Is Bill Watterson ghost drawing Pearls Before Swine this week? (UPDATED)

Many comic fans noted that the story-line this week in Pearls Before Swine contained artwork out of character for creator Stephan Pastis’s drawing style. On Monday, Stephan tweeted the following:

The story-line this week has a second grader taking over Stephan’s strip. Some have speculated that Calvin and Hobbes creator Bill Watterson is the drawing the strips (See Twitter timeline below for examples of fans speculating). See examples from yesterday and today:

Wednesday’s Pearls

Thursday’s Pearls

Indeed there are Watterson-esque style in the above. I’m not fully convinced that it is Bill. If anything, the lettering is quite close, but slightly thinner than Bill’s usual style. The explosions in the background of Thursday’s strip are too unrealistic. It could be that Bill is the artist and he’s altered his style enough to fit better with Pearls. I dunno. Bill has been reconnecting with the cartooning community, but to ghost Stephan’s strip? I’m skeptical. I have a query out to Stephan himself for an official response. I’ll post his response when I get it.

So the question is, if it’s not Bill, who’s the artist in this week’s Pearls? Add your suggestions/speculation in the comments.


UPDATE: For the record, Stephan is not confirming or denying Watterson (or any other artist). He says we’ll have to wait until Saturday to find out.

21 thoughts on “Is Bill Watterson ghost drawing Pearls Before Swine this week? (UPDATED)

  1. Talking head strip, Martian Robot attacks, not enough room to draw better, mind blowing surprise promised in the series? I think it adds up.

  2. “Drawn by a second grader…” Wasn’t Calvin in Second grade?

    It’s either Watterson or it’s great misdirection by Stephan.

  3. Interesting. The handwriting in today’s strip (Thursday) does have a striking resemblance to Watterson’s. Rat’s pose in panel 2 is also reminiscent of reactions Calvin and Susie have had in Calvin and Hobbes…

  4. Also, one of Watterson’s big complaints was that comics had gotten too small to display the detail of the art, just like Libby says in panel three of Thursday’s strip.

  5. I saw Pastis was here Cleveland recently, where Watterson lives, for a “book signing” He was seen asking a tiger at the Zoo if
    he had seen Calvin or Bill around, and was directed to the Monkey exhibit.

  6. When I saw the “Pearls” strips they immediately reminded me of Watterson but only because he often used the space and similar action scenes so much in his Sunday strips. So the idea at least seems “borrowed.” If he did draw this strip, it seems he’d have to do it deliberately outside his own style, which could be done of course.

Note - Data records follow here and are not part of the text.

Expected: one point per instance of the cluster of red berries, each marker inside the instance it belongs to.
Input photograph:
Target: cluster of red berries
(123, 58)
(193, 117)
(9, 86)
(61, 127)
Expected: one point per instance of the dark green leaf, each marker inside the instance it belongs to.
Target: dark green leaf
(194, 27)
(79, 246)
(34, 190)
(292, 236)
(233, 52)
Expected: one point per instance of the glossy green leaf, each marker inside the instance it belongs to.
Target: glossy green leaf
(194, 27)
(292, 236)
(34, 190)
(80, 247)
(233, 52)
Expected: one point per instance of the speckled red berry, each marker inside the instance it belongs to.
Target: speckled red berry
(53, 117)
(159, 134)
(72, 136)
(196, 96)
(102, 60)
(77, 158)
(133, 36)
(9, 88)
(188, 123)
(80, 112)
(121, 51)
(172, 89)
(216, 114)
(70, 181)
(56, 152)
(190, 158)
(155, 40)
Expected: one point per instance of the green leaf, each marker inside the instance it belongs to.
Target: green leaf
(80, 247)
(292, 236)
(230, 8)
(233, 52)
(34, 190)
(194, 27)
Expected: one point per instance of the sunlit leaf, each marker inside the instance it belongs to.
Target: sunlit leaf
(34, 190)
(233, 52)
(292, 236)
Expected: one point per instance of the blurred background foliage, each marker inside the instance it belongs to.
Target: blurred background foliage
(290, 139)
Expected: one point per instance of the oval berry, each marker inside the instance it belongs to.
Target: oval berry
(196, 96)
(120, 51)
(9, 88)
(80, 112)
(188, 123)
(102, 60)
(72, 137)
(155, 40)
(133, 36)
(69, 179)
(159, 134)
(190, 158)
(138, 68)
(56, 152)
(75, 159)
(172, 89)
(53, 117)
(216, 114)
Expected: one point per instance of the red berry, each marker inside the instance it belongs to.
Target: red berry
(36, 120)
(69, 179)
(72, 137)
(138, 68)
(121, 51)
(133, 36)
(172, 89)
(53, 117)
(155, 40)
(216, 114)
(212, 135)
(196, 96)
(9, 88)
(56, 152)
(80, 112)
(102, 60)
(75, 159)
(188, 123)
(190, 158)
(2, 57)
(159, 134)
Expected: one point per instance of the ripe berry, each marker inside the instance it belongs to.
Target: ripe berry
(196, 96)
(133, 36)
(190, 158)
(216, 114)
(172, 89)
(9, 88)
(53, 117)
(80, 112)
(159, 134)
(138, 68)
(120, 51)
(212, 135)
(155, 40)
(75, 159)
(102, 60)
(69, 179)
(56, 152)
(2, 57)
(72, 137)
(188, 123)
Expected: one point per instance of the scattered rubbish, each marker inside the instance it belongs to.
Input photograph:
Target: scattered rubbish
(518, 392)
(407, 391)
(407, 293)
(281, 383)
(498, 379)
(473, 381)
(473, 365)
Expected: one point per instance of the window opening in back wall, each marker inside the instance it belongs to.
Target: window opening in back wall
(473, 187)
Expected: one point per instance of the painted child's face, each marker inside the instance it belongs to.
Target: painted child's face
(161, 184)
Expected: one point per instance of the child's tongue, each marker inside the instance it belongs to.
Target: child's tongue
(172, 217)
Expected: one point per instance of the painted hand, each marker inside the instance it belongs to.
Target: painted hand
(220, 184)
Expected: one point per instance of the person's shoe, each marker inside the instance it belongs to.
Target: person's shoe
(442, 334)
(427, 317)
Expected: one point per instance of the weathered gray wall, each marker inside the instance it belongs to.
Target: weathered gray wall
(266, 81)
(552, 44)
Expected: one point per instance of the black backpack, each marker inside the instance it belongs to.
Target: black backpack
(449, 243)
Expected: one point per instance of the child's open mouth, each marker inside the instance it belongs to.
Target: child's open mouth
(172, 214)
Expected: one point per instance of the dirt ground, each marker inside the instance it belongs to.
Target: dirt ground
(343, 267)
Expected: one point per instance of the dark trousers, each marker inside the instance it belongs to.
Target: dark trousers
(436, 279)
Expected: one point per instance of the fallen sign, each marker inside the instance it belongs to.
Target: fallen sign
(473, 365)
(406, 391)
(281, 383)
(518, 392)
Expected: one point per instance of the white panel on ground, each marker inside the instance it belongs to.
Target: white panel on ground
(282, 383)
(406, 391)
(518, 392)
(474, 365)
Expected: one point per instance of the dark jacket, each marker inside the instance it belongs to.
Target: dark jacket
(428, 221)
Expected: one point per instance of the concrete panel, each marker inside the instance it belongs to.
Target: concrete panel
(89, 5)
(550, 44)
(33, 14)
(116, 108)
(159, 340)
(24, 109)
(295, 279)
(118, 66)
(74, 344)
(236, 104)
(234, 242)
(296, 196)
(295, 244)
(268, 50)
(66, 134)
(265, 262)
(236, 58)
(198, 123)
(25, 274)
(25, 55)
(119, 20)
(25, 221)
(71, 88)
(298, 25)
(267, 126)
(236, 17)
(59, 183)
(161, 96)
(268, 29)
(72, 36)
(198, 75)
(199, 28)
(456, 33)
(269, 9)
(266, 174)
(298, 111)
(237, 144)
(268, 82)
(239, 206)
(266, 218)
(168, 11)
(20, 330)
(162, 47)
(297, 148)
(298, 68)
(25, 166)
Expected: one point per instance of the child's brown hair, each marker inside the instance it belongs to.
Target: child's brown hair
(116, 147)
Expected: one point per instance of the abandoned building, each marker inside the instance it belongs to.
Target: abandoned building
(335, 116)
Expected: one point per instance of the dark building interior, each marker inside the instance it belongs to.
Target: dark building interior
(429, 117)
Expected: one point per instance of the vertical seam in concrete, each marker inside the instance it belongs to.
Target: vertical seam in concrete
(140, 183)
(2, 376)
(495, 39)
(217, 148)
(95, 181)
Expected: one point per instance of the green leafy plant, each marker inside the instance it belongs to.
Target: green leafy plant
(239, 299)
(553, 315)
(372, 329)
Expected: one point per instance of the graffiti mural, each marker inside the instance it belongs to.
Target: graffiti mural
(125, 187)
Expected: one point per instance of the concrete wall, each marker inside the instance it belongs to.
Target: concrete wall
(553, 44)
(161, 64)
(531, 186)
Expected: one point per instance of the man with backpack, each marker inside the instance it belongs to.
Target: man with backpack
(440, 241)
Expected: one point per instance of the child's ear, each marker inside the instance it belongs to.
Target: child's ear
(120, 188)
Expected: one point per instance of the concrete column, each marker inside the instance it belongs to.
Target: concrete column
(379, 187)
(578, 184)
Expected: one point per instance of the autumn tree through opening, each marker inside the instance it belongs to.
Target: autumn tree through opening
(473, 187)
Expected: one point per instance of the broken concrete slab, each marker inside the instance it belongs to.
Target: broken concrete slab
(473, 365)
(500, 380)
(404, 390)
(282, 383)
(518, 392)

    What’s clever about this, though, is that it does look like artwork of a second-grader with early drawing talent and the punchlines are clever, what you’d expect Pastis and the second-grader to say. And the second-grader’s saying she could do more if she had more space is usually one excuse some use for not drawing well. (After all, the great Walt Kelly could draw up to ten characters in one panel and it never even looked crowded.)

  7. @B.J. Dewey – That is an interesting observation about Walt Kelley – Though he was indeed a consummate master of every aspect of cartooning, he had considerably more space to work with per panel than modern comics allows – his awesome crowd scenes might not be nearly as readable at today’s shrunken sizes…

  8. Certainly, Stephan is teasing many of us into thinking Bill is involved with his strip this week. Either way, there hasn’t been this much fun on the comics page in quite awhile. Well done Stephan and…whoever!

  9. The art hardly looks like a 2nd grader drew it, unless it was the most precocious 2nd grader to have ever lived. I just thought it was one of the many Watterson imitators that have followed in the master’s wake. But if it IS actually the W-man, it’s pretty impressive get.

  10. If not Watterson, could it be Richard Thompson? Gary Larson?
    or Stephan’s imaginary friend?

  11. I think the name Libby is a hint. There was once a cartoon mascot for Libby foods “Libby the Kid” who would in an aside to the audience would say “That’s Billy the Kid spelled sideways”.
    Watterson would be the right age to remember this, and obscure enough to use it.

  12. Hi Dave Stephens: I don’t understand what you mean. Kelly’s strips, downsized for his book collections, are the same size as many comics today and even smaller than some running on Sunday pages.

  13. I took another look at the artwork and agree with Terry LaBan that a second-grader could not do this artwork. I stand corrected.